From there, the Palestinian Campaign for the Academic and Cultural Boycott of Israel (PACBI) issued an open letter calling for protests at all of Cohen’s concerts until he agrees to cancel his Tel Aviv show. Especially given that the planned concert would come merely months after the bloody military assault on Gaza, PACBI stated that Cohen’s concert would be a form of complicity in Occupation forces’ grave violations of international law and its trampling of human rights principles. Indeed, these types of high-profile cultural performances are essential in facilitating the normalization of Israeli apartheid, and in allowing the regime to construct a false image of itself as a democratic and humanitarian entity. As PACBI states, “entertaining any apartheid regime is morally wrong,” called upon the worldwide supporters of a just peace to shun Cohen’s events.

Activists from Adalah New York took up the call to pressure Cohen into canceling the concert, as they organized a protest outside of Radio City Music Hall during his show in New York City. The demonstrators chanted, handed out leaflets, produced sidewalk art, and sang protest songs to the tune of Cohen’s music. Activists passed out fliers to ticket-holders on the back of which was written “Don’t Play Israel.” Concert-goers were asked to hold them up during the concert so that Cohen could see a visual call to join the growing cultural and academic boycott.

Soon after the New York show, Cohen performed in Ottawa, where once again he was met by a group of demonstrators who chanted and handed out flyers outside his concert at the National Arts Centre. The protestors asked the concert-goers to leave the flyers saying “Don’t Play Israel” on their seats after the show, in another effort to give Cohen a visual image of the growing strength of the call for cultural boycott.
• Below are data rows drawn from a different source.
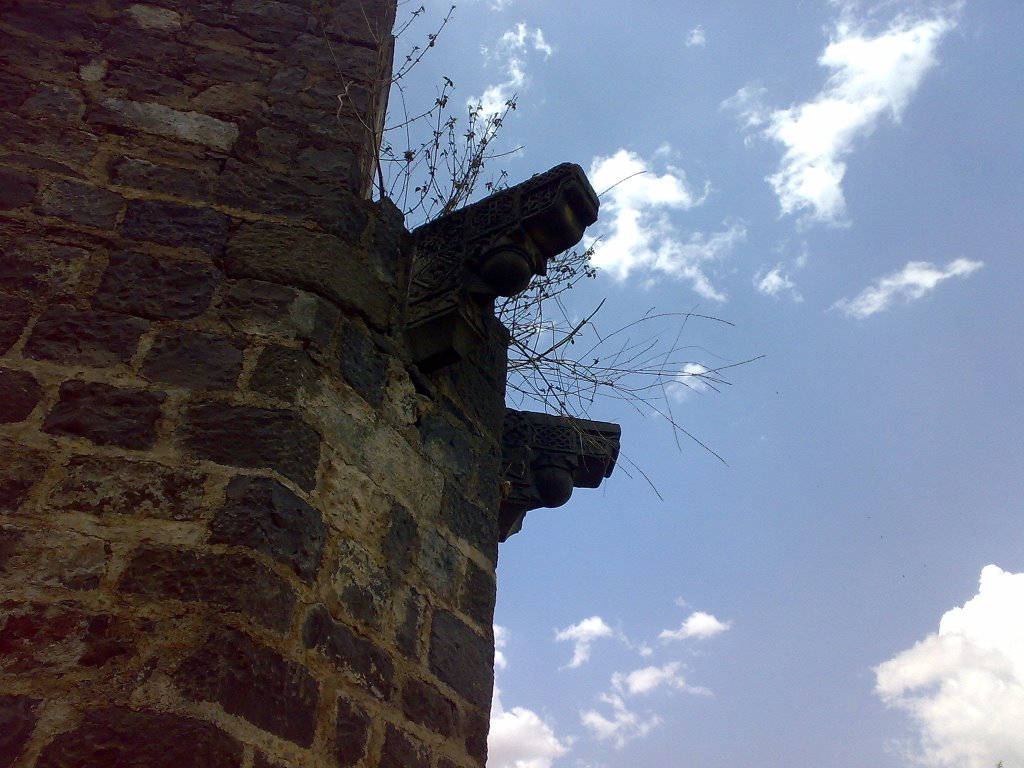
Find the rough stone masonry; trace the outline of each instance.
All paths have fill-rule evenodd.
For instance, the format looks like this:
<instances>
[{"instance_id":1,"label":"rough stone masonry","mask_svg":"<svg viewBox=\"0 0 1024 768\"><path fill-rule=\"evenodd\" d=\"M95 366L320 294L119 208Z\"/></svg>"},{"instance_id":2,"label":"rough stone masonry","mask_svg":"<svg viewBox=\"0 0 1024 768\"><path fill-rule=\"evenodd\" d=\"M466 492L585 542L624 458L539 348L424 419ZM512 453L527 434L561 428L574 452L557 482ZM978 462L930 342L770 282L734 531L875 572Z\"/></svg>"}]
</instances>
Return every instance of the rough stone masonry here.
<instances>
[{"instance_id":1,"label":"rough stone masonry","mask_svg":"<svg viewBox=\"0 0 1024 768\"><path fill-rule=\"evenodd\" d=\"M409 341L394 13L0 0L0 768L484 765L499 538L617 431L503 485L486 286Z\"/></svg>"}]
</instances>

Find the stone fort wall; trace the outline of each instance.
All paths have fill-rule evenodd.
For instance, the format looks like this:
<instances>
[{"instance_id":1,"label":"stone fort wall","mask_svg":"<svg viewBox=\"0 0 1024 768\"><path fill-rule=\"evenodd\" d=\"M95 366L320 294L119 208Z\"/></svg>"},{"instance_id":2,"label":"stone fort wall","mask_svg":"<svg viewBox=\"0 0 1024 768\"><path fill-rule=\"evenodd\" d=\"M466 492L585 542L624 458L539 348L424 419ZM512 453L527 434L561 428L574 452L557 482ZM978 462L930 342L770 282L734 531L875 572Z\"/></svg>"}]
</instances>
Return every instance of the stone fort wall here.
<instances>
[{"instance_id":1,"label":"stone fort wall","mask_svg":"<svg viewBox=\"0 0 1024 768\"><path fill-rule=\"evenodd\" d=\"M399 332L394 12L0 0L0 768L483 766L504 363Z\"/></svg>"}]
</instances>

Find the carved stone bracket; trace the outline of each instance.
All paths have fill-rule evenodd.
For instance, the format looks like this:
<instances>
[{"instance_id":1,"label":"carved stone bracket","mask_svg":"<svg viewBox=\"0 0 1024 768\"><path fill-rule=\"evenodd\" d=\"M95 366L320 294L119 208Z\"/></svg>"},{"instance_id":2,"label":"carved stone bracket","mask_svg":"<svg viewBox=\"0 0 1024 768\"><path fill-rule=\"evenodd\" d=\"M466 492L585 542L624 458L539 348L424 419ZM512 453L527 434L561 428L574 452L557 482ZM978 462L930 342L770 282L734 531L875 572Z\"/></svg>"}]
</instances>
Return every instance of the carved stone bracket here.
<instances>
[{"instance_id":1,"label":"carved stone bracket","mask_svg":"<svg viewBox=\"0 0 1024 768\"><path fill-rule=\"evenodd\" d=\"M560 507L573 488L597 488L619 456L618 424L530 411L505 411L500 541L531 509Z\"/></svg>"},{"instance_id":2,"label":"carved stone bracket","mask_svg":"<svg viewBox=\"0 0 1024 768\"><path fill-rule=\"evenodd\" d=\"M496 296L526 290L547 262L597 221L583 169L557 165L414 230L406 335L417 364L433 371L486 338Z\"/></svg>"}]
</instances>

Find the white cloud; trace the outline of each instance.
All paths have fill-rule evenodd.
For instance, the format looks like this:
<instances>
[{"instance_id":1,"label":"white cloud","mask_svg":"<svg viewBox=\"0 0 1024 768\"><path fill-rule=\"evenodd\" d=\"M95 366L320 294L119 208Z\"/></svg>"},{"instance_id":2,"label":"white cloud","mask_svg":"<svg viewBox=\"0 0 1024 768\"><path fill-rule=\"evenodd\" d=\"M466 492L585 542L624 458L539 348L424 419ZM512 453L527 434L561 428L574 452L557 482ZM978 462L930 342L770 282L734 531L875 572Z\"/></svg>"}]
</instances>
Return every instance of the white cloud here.
<instances>
[{"instance_id":1,"label":"white cloud","mask_svg":"<svg viewBox=\"0 0 1024 768\"><path fill-rule=\"evenodd\" d=\"M977 595L875 674L876 693L919 729L920 764L1024 764L1024 573L986 566Z\"/></svg>"},{"instance_id":2,"label":"white cloud","mask_svg":"<svg viewBox=\"0 0 1024 768\"><path fill-rule=\"evenodd\" d=\"M590 645L602 637L614 637L615 631L605 624L600 616L591 616L578 624L573 624L565 629L555 632L555 640L561 642L572 640L575 645L572 651L572 660L568 666L571 669L579 667L590 660Z\"/></svg>"},{"instance_id":3,"label":"white cloud","mask_svg":"<svg viewBox=\"0 0 1024 768\"><path fill-rule=\"evenodd\" d=\"M689 34L686 36L687 48L693 48L695 45L703 48L706 42L707 37L705 37L704 35L704 27L700 26L699 24L693 29L691 29Z\"/></svg>"},{"instance_id":4,"label":"white cloud","mask_svg":"<svg viewBox=\"0 0 1024 768\"><path fill-rule=\"evenodd\" d=\"M842 19L818 59L831 74L810 101L787 109L765 109L763 91L740 89L723 106L739 112L748 128L784 148L779 170L767 181L783 215L841 224L846 218L842 181L845 158L855 142L870 136L883 117L899 122L936 49L956 27L958 6L930 17L901 15L877 34L852 18Z\"/></svg>"},{"instance_id":5,"label":"white cloud","mask_svg":"<svg viewBox=\"0 0 1024 768\"><path fill-rule=\"evenodd\" d=\"M657 154L665 156L667 151L659 148ZM746 237L746 227L727 222L722 232L683 236L668 215L703 203L707 184L695 190L682 169L668 165L659 174L627 149L594 158L590 180L602 194L601 218L594 229L599 238L594 266L620 280L634 270L661 272L689 280L705 298L725 300L706 269Z\"/></svg>"},{"instance_id":6,"label":"white cloud","mask_svg":"<svg viewBox=\"0 0 1024 768\"><path fill-rule=\"evenodd\" d=\"M536 712L524 707L506 710L495 688L487 735L487 768L550 768L571 747L572 741L558 738Z\"/></svg>"},{"instance_id":7,"label":"white cloud","mask_svg":"<svg viewBox=\"0 0 1024 768\"><path fill-rule=\"evenodd\" d=\"M712 373L700 363L687 363L676 376L674 381L665 385L665 391L673 400L681 402L694 392L705 392L708 387L707 374ZM712 374L712 381L714 381Z\"/></svg>"},{"instance_id":8,"label":"white cloud","mask_svg":"<svg viewBox=\"0 0 1024 768\"><path fill-rule=\"evenodd\" d=\"M539 27L531 29L524 22L504 32L493 49L484 48L485 58L501 63L506 79L487 86L479 98L470 98L470 105L479 104L485 117L502 114L508 102L529 82L525 57L531 50L543 53L544 58L554 53L554 48L544 38L544 31Z\"/></svg>"},{"instance_id":9,"label":"white cloud","mask_svg":"<svg viewBox=\"0 0 1024 768\"><path fill-rule=\"evenodd\" d=\"M888 309L897 299L905 302L920 299L944 280L966 277L983 266L984 262L970 259L956 259L945 269L927 261L911 261L903 269L880 277L852 299L840 299L832 309L838 309L849 317L870 317Z\"/></svg>"},{"instance_id":10,"label":"white cloud","mask_svg":"<svg viewBox=\"0 0 1024 768\"><path fill-rule=\"evenodd\" d=\"M658 715L648 713L647 717L641 717L630 710L617 694L601 694L600 700L611 705L611 716L606 717L596 709L591 709L580 713L580 722L598 740L612 739L616 749L622 749L630 740L646 736L661 725Z\"/></svg>"},{"instance_id":11,"label":"white cloud","mask_svg":"<svg viewBox=\"0 0 1024 768\"><path fill-rule=\"evenodd\" d=\"M788 293L793 301L804 300L796 283L789 276L786 266L781 262L767 271L761 270L754 275L754 287L765 296L778 298L780 294Z\"/></svg>"},{"instance_id":12,"label":"white cloud","mask_svg":"<svg viewBox=\"0 0 1024 768\"><path fill-rule=\"evenodd\" d=\"M703 640L720 635L732 626L731 621L719 621L710 613L695 611L679 626L679 629L665 629L658 634L662 642L672 640Z\"/></svg>"},{"instance_id":13,"label":"white cloud","mask_svg":"<svg viewBox=\"0 0 1024 768\"><path fill-rule=\"evenodd\" d=\"M708 694L707 688L691 686L686 682L681 662L672 661L660 667L644 667L632 672L616 672L612 675L612 686L622 694L637 696L650 693L662 686L677 691Z\"/></svg>"},{"instance_id":14,"label":"white cloud","mask_svg":"<svg viewBox=\"0 0 1024 768\"><path fill-rule=\"evenodd\" d=\"M498 624L494 625L494 668L505 669L508 666L508 659L505 657L504 649L508 645L508 629Z\"/></svg>"}]
</instances>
Before the show in New York, some of the local activists were able to meet in person with Cohen’s manager and PR team. The latter were extremely worried about Cohen’s name being ruined by protests at his concerts, and asked the activists to cancel protests in New York and in other cities. Desperate to maintain Cohen’s humanitarian reputation, they tried to appease the demonstrators without canceling the Tel Aviv event. This desperation is a testament to the effectiveness of popular pressure, and to the importance of keeping the pressure going in his future shows.